Ghandruk: A short trek with a long list of memories
“A distance of 15 kilometers, 6 hours of walking and 2,200 meters high”. That is the best way to describe my trek to Ghandruk. Considered as one of the easy routes in the Annapurna Region, it takes around 3-4 days to complete the trek. But we had a tight schedule and limited money, so we decided to push ourselves to complete this adventure in 2.5 days.
Our trip began with a bus ride from Kathmandu to Pokhara, where we rested for the night before our big trip to Ghandruk. The next day, after a nice heavy breakfast, we set off to Baglung bus stand to head towards Nayapul, the starting point of the trek.
A bumpy bus ride
“Can we really do this?
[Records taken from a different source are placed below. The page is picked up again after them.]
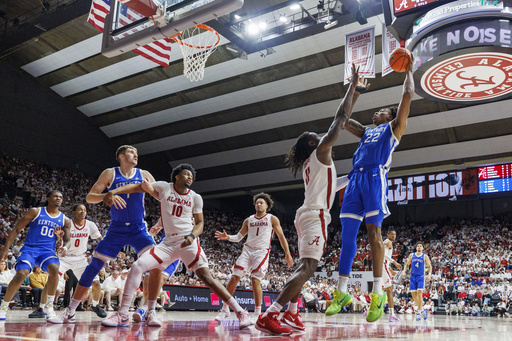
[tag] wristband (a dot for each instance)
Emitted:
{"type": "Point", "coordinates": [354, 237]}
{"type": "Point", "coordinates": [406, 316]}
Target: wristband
{"type": "Point", "coordinates": [361, 89]}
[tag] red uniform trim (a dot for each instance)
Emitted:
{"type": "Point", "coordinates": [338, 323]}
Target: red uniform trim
{"type": "Point", "coordinates": [152, 253]}
{"type": "Point", "coordinates": [197, 254]}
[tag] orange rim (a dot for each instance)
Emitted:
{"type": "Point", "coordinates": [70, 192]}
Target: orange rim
{"type": "Point", "coordinates": [204, 27]}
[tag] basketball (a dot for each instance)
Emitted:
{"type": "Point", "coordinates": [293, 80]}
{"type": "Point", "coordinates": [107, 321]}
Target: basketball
{"type": "Point", "coordinates": [398, 60]}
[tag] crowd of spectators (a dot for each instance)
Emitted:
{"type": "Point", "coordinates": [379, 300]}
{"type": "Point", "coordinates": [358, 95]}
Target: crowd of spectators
{"type": "Point", "coordinates": [471, 258]}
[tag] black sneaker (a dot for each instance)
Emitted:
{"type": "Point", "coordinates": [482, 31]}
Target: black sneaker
{"type": "Point", "coordinates": [38, 313]}
{"type": "Point", "coordinates": [100, 312]}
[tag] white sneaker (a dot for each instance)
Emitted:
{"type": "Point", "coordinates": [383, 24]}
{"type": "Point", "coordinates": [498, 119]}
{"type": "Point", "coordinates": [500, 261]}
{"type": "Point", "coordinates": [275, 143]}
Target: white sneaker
{"type": "Point", "coordinates": [117, 320]}
{"type": "Point", "coordinates": [67, 316]}
{"type": "Point", "coordinates": [3, 312]}
{"type": "Point", "coordinates": [51, 316]}
{"type": "Point", "coordinates": [244, 318]}
{"type": "Point", "coordinates": [151, 319]}
{"type": "Point", "coordinates": [222, 315]}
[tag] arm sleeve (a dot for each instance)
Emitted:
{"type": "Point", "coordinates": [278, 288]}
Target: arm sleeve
{"type": "Point", "coordinates": [235, 238]}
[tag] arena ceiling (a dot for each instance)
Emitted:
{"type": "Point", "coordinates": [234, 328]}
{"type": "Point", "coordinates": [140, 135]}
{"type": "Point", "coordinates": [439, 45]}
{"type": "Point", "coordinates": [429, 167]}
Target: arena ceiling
{"type": "Point", "coordinates": [236, 125]}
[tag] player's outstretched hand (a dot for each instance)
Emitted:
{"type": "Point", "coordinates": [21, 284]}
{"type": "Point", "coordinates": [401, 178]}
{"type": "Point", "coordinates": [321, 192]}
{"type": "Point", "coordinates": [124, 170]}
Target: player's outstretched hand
{"type": "Point", "coordinates": [221, 235]}
{"type": "Point", "coordinates": [362, 85]}
{"type": "Point", "coordinates": [288, 260]}
{"type": "Point", "coordinates": [410, 66]}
Can 2 guys who seldom exercise survive this trek? Can we survive the cold weather?” With all these questions in my head, the two of us cramped into a heavily packed bus for a bumpy and nearly vomiting ride. After 2 hours, we finally reached Nayapul. A word of advice, do sort out your fears before your journey and if you have money, spend it on better transportation.
A German link
We were happy to be accompanied by a German couple. The trip got more fun and interesting with their never ending questions about the place and Nepal. We enjoyed talking to them as much as they enjoyed practicing their English skills. It is always nice to make friends and meet new people in such journeys and learn few things from them as well.
A sight for sore eyes
After an hour of walk along the banks of Modi River, we finally saw the mighty Annapurna (8091M), and Machhapuchhre (Holy mountain or Fishtail, 6993m). I don’t know if it was the long walk or the view, but we were clicking pictures of anything and everything we laid our eyes on. The sights were beautiful and it was fun being a tourist in our own nation. I think we were more excited than a 10 year old school girl.
The stepping stone
The first one and a half hour was fun and easy with uphill walk. But then came, what seemed like the never ending stone steps. Walking for a couple of flights of stairs was one thing but to go through it for multiple hours was really, really exhausting. It made me wonder if we were too ambitious to think about finishing the trek in 2.5 days. What motivated us were the spectacular views of the Annapurna range and the helpful locals.
Where did all the meat go?
Our heavy breakfast was wearing off, so we decided to take a tea break after conquering a couple of hundreds of steps. What’s interesting was, you could find food easily but you couldn’t find any meat or fish products. If you are a meat lover, I suggest you to pack some for this trip. What you will find is the staple food of Nepal the Dhal Bhat with vegetables or egg curry.
The annoying 2 hours to go sign
After our lunch, we picked up on our journey. We came across a small school building with nice wall murals of flags from around the world which supported tourism and world peace. I was excited thinking that we have reached Ghandruk. I swear, I almost cried when I saw the writing on the wall “3.75km – 1.5 to 2 hours to go”. AGAIN??!! Though the Germans were happy to see their national flag printed on the wall, the “2 hours more” sign was starting to annoy them too (as we’d seen 2 hours written somewhere along the way like 2 hours ago!).
After walking for 5 and half hours of trails, stone steps and small streams there it was, Ghandruk, the oldest of the Gurung villages. We were so proud to have made it to this Paradise Land of the brave Gurkhas. As being the most popular tourist destination for short treks, finding a hotel was easy. The hotel we stayed in had hot showers, with excellent Nepali cuisine, all what we needed after the tiresome day.
I was getting restless now, thinking that I’m in Ghandruk and I don’t have much time to spare. I decided to take a stroll through the village. Sher Jung Gurung, our hotel manager provided me with a guide (his 11 year old son) to guide me through the village. He took me to a local museum. It was a traditional Gurung museum with artifacts relating to the ancient reign of the Gurkhas and present Gurung practices. He tells me that the locals have installed solar panels everywhere around the village and are load shedding free (frequent power cuts is very common in Nepal especially in winters). As there was a cultural program to be held in our hotel, the kid urged me to return.
So long Ghandruk!
It was a proud moment for me to have completed this trek. This marked my first adventure travel and I wish to conquer Everest someday.
The place felt like a paradise for someone from the city and I wondered how it felt like to our German friends who came so far from home and so far from civilization. The place was beautiful with the view of the mountains and humble people. It was an easy downhill journey back. I was smiling all the way back, reminiscing my trip to Ghandruk.